When something so simple is so pungent and powerful I think it should stand proud and uninterrupted so I have served it here with some simply roasted chicken breasts, a light marinade coating their skins. Salsa Verde is also delicious when served with lamb, beef, fish or roasted beetroot and peppers. You will find it can survive for a few days in the fridge but it is best eaten on the day of its making.
SUMMER CHICKEN WITH SALSA VERDE
4 chicken breasts (skin on)
2 tbsp butter replacement (Pure Sunflower Spread)
2 heaped tsp soft brown sugar
1 tsp sea salt flakes
A good grinding of black pepper
1tbsp lemon juice
For the Salsa Verde
A large bunch of flat leaf parsley
A small bunch of coriander
A small bunch of chives
A small bunch of marjoram leaves
3 tbsp capers (drained or rinsed)
The juice and zest of ½ a lemon
6 tbsp extra virgin olive oil
Preheat the oven to 200c (180c Fan).

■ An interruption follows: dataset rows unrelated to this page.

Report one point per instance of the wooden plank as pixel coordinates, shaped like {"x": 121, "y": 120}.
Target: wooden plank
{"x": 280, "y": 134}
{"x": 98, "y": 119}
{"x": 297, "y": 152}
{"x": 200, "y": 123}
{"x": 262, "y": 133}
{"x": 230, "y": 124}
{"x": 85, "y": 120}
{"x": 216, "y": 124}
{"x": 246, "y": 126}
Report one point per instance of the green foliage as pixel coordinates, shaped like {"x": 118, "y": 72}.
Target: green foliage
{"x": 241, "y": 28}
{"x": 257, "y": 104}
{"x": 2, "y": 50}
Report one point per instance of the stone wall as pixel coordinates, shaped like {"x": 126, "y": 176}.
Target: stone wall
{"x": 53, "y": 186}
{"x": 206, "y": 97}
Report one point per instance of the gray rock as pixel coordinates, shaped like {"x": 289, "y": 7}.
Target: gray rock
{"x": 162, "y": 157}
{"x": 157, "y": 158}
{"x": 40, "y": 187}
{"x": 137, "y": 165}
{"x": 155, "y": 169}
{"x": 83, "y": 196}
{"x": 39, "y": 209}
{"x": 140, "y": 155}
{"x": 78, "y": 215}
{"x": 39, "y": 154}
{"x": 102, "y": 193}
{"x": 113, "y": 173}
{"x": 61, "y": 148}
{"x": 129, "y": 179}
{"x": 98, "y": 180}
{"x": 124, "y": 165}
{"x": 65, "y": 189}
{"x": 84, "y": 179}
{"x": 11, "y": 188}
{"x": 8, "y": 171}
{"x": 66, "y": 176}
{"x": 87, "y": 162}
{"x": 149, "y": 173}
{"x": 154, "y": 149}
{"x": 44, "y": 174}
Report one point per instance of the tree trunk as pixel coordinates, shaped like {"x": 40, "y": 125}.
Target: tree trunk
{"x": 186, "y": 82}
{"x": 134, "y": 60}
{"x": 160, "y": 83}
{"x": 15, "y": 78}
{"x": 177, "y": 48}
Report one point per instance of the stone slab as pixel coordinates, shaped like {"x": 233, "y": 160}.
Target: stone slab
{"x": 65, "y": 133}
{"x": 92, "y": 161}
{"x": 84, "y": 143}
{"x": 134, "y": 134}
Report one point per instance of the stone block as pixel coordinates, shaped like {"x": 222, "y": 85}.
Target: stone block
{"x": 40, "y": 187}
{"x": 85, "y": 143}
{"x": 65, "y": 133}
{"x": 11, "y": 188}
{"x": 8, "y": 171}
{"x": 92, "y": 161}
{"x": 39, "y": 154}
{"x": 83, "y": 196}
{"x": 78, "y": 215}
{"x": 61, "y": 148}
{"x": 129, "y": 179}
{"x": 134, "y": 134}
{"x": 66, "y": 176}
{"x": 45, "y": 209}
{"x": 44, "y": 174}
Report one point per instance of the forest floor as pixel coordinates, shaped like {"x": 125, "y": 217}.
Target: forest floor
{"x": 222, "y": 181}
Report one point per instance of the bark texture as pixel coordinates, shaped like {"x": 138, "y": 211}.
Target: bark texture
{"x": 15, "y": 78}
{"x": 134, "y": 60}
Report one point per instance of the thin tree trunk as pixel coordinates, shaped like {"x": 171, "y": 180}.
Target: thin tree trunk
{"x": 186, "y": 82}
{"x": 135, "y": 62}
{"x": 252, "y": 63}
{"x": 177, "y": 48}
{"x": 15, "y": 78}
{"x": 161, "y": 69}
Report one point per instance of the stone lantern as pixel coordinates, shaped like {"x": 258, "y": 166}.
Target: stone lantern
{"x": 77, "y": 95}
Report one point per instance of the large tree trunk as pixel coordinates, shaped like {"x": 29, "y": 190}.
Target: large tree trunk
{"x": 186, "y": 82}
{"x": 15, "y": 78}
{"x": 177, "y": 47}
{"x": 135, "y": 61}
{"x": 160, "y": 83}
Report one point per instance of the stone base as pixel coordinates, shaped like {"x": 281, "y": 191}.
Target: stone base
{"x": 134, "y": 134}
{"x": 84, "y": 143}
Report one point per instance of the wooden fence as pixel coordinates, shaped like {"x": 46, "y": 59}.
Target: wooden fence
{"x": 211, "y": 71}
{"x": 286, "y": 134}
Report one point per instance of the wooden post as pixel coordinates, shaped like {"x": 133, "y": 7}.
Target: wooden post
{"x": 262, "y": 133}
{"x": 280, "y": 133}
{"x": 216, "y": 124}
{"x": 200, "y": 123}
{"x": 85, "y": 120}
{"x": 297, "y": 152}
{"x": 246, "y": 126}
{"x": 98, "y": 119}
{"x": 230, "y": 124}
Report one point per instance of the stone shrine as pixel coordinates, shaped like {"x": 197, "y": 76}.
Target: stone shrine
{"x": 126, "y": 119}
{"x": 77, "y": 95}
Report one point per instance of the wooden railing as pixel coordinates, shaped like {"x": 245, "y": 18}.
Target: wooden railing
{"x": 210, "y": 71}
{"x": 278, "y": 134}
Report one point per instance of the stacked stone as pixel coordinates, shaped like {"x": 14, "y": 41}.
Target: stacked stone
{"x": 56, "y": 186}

In a small bowl, cream together the butter replacement, sea salt, soft brown sugar and black pepper until combined. Take each chicken breast and make three diagonal cuts, about 1 cm deep, along its length. Rub the butter marinade into each breast, ensuring you get in to all the cuts and crevices, place on a plate and pour over the lemon juice, leave to marinade for 10 minutes or so.
Meanwhile, place the fresh herbs, oil, capers and lemon in to a food processor, season well and blitz very briefly so that you are left with a coarse herb salsa. Alternatively, chop all the ingredients roughly by hand until they are the desired texture. Cover the salsa and refrigerate until ready to use.
Place the chicken breasts in a small roasting tin and roast in the oven for 14 minutes or until crisp on top and the juices run clear. Remove the chicken from the oven, rest for 5 minutes and then slice in to widths, serve with a large spoonful of salsa verde on the side.